11. A method for processing web searches, comprising:

providing a database comprising links to web pages categorized according to keywords; and

searching the database content according to keywords input by a user to determine links to web pages comprising the keywords;

searching the content of the web pages at the determined links to determine data content of the web pages;

analyzing the data content of the web pages to determine a category corresponding to a feature of the keyword search data; and

organizing the links according to the determined category.

12. The web search method of claim 11, wherein the content analysis is adapted to determine a feature of the keyword search data by identifying data with a similar trait.

13. The web search method of claim 12, wherein the content analysis is adapted to identify web page content with a similar trait by performing a cluster analysis of the data content.
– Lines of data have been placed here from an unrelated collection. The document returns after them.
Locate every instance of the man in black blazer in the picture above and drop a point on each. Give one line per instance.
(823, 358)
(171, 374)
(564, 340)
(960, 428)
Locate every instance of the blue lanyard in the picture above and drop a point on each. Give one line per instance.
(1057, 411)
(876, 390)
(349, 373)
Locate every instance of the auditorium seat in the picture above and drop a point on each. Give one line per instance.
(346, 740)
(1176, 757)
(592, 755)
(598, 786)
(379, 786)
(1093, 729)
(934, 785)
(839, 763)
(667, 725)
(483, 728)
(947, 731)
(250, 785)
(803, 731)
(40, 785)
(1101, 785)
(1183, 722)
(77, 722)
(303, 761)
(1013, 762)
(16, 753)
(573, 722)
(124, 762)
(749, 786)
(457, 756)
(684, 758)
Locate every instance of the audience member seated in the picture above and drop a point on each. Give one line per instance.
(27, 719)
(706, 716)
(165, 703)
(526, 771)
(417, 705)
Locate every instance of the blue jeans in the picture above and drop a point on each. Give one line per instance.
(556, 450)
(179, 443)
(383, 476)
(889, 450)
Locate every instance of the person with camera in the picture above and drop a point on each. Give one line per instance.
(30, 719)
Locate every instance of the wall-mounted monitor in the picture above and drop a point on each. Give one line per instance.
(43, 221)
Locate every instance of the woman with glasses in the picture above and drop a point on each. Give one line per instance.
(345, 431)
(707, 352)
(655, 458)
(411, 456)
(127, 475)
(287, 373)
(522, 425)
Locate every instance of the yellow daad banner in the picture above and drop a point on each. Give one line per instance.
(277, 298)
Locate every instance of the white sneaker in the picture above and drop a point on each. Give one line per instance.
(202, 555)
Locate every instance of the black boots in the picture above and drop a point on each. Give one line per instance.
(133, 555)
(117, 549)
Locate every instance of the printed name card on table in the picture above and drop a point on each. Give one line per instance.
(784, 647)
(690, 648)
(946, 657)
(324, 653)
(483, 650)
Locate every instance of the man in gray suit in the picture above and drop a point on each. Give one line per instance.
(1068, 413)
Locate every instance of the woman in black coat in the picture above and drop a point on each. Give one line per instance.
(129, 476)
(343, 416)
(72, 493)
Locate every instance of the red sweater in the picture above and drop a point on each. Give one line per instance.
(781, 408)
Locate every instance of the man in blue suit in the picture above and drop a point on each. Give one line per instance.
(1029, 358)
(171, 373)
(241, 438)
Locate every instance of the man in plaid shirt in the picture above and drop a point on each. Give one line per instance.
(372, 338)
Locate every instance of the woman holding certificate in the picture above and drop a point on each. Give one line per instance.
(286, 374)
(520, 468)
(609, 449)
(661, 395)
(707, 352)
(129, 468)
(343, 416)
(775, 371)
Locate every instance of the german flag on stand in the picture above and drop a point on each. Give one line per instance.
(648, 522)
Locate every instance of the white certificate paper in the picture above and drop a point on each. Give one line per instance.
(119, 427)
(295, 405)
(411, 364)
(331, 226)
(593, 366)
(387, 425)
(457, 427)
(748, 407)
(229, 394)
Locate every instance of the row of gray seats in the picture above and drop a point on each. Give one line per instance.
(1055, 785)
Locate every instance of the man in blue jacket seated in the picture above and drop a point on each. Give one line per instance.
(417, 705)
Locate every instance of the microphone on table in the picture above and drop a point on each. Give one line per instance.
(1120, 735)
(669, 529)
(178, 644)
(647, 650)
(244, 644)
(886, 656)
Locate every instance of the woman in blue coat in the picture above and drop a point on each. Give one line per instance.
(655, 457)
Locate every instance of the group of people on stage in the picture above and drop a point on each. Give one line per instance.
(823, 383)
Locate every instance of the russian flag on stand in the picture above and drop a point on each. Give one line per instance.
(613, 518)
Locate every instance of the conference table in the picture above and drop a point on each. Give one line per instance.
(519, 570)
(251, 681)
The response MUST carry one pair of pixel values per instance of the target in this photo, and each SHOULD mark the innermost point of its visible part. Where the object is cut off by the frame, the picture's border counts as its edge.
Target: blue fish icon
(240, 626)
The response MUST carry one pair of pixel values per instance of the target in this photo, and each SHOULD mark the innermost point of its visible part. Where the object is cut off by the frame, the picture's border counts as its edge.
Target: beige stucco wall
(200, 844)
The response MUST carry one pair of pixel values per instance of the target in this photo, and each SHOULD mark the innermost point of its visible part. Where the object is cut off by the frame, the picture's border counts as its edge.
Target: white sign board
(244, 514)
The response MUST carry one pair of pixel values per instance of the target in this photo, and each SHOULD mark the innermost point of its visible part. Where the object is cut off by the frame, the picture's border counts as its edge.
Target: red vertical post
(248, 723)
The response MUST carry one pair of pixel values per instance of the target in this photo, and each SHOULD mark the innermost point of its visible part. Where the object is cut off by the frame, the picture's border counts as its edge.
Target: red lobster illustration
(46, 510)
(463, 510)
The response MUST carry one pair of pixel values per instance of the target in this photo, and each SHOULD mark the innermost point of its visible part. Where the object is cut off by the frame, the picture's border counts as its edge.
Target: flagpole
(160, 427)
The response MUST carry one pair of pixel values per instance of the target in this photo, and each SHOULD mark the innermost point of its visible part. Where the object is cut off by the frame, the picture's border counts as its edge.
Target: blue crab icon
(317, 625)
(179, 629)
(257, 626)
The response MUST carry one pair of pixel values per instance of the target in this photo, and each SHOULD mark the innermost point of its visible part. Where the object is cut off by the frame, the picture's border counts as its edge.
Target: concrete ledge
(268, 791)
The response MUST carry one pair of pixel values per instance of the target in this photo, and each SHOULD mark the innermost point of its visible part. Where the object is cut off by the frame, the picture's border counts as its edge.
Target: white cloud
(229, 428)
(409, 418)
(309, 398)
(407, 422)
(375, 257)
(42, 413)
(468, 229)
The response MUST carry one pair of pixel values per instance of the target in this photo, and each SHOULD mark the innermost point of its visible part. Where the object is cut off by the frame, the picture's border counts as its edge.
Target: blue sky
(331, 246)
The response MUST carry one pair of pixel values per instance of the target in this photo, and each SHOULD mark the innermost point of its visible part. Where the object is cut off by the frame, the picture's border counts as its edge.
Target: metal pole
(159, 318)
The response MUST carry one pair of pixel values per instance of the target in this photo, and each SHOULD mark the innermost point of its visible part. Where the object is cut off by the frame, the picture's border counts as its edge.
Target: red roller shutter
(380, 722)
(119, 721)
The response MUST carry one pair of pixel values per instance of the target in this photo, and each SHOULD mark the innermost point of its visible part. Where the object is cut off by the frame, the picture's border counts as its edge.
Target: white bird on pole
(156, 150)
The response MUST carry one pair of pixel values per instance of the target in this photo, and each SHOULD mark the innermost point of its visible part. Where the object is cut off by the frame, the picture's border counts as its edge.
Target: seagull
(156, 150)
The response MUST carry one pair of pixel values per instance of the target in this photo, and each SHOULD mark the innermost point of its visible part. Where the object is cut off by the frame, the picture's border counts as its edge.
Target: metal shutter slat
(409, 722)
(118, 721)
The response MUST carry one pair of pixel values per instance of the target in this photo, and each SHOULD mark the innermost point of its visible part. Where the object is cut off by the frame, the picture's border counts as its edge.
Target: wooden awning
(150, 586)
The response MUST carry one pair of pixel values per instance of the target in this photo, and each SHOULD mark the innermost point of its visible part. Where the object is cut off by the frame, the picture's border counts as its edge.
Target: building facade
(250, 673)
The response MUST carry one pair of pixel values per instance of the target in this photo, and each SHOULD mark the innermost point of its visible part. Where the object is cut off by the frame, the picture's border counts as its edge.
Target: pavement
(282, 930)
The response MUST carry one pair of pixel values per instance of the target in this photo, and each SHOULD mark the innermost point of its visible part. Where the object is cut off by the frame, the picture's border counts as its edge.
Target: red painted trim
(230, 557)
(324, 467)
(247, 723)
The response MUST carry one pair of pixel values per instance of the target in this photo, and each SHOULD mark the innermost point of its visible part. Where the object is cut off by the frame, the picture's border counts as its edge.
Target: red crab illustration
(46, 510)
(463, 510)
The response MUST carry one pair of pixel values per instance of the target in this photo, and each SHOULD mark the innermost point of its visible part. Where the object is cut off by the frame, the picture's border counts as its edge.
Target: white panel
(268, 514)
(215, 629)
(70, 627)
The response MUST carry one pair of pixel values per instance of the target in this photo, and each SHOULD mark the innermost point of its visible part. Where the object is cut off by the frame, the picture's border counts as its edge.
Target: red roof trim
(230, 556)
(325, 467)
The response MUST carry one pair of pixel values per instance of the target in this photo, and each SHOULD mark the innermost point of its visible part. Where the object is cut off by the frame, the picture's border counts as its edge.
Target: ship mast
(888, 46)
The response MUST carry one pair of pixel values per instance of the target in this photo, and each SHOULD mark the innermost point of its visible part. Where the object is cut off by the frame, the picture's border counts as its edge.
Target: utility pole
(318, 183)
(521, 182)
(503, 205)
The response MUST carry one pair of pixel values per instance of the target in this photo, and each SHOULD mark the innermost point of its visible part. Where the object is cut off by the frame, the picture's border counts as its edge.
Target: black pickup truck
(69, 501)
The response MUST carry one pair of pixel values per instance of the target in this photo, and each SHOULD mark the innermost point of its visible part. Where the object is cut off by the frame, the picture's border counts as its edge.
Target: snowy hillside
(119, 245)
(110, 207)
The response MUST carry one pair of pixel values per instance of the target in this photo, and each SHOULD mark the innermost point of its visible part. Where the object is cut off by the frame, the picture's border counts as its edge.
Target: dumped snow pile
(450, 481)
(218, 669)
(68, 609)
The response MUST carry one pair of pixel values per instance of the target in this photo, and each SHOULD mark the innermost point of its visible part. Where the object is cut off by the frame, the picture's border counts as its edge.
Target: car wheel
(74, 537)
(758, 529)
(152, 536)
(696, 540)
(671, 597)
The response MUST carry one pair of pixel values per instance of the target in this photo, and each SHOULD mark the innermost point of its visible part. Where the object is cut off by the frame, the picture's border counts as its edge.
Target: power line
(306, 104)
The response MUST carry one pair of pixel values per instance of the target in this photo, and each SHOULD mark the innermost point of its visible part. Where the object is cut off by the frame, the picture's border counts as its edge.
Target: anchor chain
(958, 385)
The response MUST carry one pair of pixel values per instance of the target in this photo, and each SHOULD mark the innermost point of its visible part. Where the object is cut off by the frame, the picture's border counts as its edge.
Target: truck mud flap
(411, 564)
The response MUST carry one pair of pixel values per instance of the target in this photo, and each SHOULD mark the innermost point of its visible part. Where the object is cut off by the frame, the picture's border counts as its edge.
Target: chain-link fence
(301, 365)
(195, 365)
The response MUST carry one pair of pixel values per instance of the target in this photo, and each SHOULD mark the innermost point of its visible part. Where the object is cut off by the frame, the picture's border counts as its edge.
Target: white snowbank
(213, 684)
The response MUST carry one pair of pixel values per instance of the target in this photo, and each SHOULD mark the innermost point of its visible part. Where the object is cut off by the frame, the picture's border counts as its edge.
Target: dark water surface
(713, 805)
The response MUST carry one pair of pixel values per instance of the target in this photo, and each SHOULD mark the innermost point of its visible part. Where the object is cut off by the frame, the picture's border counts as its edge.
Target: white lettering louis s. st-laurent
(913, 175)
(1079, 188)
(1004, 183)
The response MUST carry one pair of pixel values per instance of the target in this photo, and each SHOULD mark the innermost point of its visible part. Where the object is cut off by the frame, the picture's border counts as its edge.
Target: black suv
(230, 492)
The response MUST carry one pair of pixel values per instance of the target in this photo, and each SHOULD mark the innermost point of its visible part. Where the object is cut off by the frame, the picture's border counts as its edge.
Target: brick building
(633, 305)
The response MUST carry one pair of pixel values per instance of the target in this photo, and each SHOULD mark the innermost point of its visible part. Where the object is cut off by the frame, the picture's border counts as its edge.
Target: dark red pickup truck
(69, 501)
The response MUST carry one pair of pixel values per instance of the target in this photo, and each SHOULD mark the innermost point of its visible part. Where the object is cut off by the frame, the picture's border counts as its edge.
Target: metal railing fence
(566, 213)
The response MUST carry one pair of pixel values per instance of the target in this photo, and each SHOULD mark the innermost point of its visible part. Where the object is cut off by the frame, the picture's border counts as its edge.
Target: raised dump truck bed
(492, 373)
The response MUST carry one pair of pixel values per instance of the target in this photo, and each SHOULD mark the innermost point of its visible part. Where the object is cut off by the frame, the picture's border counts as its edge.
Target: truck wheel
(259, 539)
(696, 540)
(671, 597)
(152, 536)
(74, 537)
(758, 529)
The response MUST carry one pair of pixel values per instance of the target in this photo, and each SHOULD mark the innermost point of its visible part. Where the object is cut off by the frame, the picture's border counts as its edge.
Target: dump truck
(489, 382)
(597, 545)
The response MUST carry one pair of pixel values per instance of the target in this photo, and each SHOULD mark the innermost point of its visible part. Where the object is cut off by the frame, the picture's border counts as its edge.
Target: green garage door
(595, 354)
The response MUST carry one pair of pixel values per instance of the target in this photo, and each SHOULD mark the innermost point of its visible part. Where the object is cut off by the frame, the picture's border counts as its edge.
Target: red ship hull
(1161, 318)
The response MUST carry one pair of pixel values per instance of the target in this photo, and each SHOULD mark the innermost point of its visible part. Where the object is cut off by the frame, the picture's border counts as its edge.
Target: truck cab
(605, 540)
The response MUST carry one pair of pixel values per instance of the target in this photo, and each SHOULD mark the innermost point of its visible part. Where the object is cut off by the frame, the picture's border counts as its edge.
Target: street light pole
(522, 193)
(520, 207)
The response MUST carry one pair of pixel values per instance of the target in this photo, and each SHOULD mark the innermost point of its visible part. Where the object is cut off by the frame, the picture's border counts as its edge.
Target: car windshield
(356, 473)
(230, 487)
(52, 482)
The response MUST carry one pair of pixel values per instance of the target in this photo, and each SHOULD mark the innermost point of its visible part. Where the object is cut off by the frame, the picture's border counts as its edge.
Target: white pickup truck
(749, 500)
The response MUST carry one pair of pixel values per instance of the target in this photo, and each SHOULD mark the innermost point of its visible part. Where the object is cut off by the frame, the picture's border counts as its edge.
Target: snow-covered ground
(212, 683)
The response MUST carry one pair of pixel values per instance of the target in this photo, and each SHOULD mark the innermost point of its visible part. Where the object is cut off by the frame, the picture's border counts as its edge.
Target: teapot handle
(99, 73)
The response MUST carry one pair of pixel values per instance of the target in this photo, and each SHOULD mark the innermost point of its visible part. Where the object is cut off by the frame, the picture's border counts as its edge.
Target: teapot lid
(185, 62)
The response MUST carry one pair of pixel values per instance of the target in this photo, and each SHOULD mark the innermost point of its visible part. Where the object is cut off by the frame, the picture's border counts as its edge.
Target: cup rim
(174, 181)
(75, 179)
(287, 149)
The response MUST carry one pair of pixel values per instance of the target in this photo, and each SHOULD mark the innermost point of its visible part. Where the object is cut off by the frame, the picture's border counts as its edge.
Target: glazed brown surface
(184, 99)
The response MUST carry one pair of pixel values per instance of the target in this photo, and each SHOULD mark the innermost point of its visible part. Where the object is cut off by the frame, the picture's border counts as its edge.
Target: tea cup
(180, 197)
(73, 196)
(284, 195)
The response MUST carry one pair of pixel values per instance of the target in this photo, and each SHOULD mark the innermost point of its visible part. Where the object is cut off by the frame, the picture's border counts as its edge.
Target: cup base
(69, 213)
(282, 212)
14. The web search method of claim 11, wherein the search engine is adapted to perform a natural language search upon the web page content to determine words characterizing the data.

15. The web search method of claim 11, wherein the categories corresponding to the determined feature are determined by the content analysis of the data.

16. A machine-accessible medium containing instructions for processing searches of data base contents, which, when executed by a machine, cause said machine to perform operations, comprising:

determining a collection of data in the database according to keywords so that the keywords define data containing the keywords;

performing a search upon the data in the determined collection to produce search result data comprising data indicative of a feature of the data;

analyzing the search result data to determine a feature of the search result data; and

organizing the data according to a category corresponding to the determined feature.

17. The machine accessible medium of claim 14, wherein performing a search upon the data of the collection comprises performing a natural language search upon the data in the collection to determine words characterizing the data.

18. The machine accessible medium of claim 15, wherein determining a feature of the data further comprises identifying data that exhibit a common trait.

19. The machine accessible medium of claim 14, wherein analyzing the search result data comprises performing a cluster analysis upon the search result data.

20. The machine accessible medium of claim 17, wherein organizing the data comprises organizing the search result data according to categories determined by analyzing the search result data.